HMMBase.jl icon indicating copy to clipboard operation
HMMBase.jl copied to clipboard

Ideas

Open maxmouchet opened this issue 5 years ago • 2 comments

Specialized transition matrix types

  • Classical, dense, transition matrix (Array{Float64,2})
  • Left-right
  • Sparse

Implementations of forward/backward/MLE dependent on the transition matrix type.

Higher-order models

As per https://discourse.julialang.org/t/ann-hmmbase-jl-a-lightweight-and-efficient-hidden-markov-model-abstraction/21604/2:

dellison:

The reason that I’m asking is that in natural language processing, HMMs have been used for sequence labeling tasks like part-of-speech tagging.

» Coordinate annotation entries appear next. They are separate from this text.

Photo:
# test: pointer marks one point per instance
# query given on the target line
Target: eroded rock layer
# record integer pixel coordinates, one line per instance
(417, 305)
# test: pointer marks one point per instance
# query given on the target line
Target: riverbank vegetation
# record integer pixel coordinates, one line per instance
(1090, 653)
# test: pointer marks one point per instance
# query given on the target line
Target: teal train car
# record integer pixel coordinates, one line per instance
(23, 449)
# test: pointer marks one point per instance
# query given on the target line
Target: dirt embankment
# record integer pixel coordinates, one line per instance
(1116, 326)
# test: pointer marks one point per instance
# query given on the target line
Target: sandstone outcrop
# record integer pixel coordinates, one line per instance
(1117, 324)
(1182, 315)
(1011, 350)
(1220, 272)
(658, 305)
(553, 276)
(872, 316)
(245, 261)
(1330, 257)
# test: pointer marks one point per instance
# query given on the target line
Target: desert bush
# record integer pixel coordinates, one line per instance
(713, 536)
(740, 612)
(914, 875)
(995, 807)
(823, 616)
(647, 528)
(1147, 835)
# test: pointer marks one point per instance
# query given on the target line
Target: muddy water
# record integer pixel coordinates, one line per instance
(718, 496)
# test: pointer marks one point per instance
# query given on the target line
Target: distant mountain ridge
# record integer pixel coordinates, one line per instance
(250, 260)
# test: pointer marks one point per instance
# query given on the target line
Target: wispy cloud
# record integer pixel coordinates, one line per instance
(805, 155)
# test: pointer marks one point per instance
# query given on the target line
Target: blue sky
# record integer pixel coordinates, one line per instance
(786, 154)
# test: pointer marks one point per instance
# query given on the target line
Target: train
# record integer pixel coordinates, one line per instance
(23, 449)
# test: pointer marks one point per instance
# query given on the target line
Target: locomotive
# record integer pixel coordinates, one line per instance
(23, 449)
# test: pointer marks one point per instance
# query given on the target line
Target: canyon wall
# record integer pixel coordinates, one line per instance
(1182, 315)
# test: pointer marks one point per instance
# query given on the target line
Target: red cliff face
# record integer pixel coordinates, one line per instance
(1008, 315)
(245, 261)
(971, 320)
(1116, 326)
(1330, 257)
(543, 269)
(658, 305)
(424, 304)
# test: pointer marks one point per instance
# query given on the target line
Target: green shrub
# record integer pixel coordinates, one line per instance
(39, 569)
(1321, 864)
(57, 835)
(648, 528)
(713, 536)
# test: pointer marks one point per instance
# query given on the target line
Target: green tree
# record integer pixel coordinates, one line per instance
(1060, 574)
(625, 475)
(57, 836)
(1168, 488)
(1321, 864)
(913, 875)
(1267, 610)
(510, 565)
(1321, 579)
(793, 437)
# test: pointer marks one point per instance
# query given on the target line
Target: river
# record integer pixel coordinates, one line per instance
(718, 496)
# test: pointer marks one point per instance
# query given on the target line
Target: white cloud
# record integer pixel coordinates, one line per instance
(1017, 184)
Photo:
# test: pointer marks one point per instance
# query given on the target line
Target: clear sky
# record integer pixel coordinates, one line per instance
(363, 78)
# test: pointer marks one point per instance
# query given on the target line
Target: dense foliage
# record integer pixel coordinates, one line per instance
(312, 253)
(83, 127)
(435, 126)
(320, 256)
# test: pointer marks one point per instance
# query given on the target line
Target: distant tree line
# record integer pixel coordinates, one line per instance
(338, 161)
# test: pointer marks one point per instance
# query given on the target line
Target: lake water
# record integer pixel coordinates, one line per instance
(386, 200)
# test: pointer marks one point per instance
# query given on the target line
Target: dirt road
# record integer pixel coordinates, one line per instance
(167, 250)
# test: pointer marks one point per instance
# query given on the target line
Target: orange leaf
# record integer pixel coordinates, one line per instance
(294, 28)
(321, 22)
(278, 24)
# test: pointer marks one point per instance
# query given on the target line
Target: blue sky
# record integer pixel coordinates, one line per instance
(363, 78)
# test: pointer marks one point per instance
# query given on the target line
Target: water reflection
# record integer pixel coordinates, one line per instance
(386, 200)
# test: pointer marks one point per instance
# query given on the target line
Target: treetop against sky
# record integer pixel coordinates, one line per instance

In this task, for example, a second-order HMM that conditions on the previous two tags generally seems to do better than a first-order model that just conditions on one previous tag.

maxmouchet:

I’m not very familiar with higher-order models, but right now I see two ways of implementing them:

Writing specialized versions of the functions (e.g. messages_forwards_2);
Implementing more generic algorithms (such as belief propagation) to handle models of arbitrary orders in a single function;

The second option seems cleaner but I’m worried about the performance implications. On the other hand, macros could be used to generate specialized function for an arbitrary order instead.

As for the types, I can add a new parameter like AbstractHMM{F<:VariateForm, N} where N represents the order (1 by default).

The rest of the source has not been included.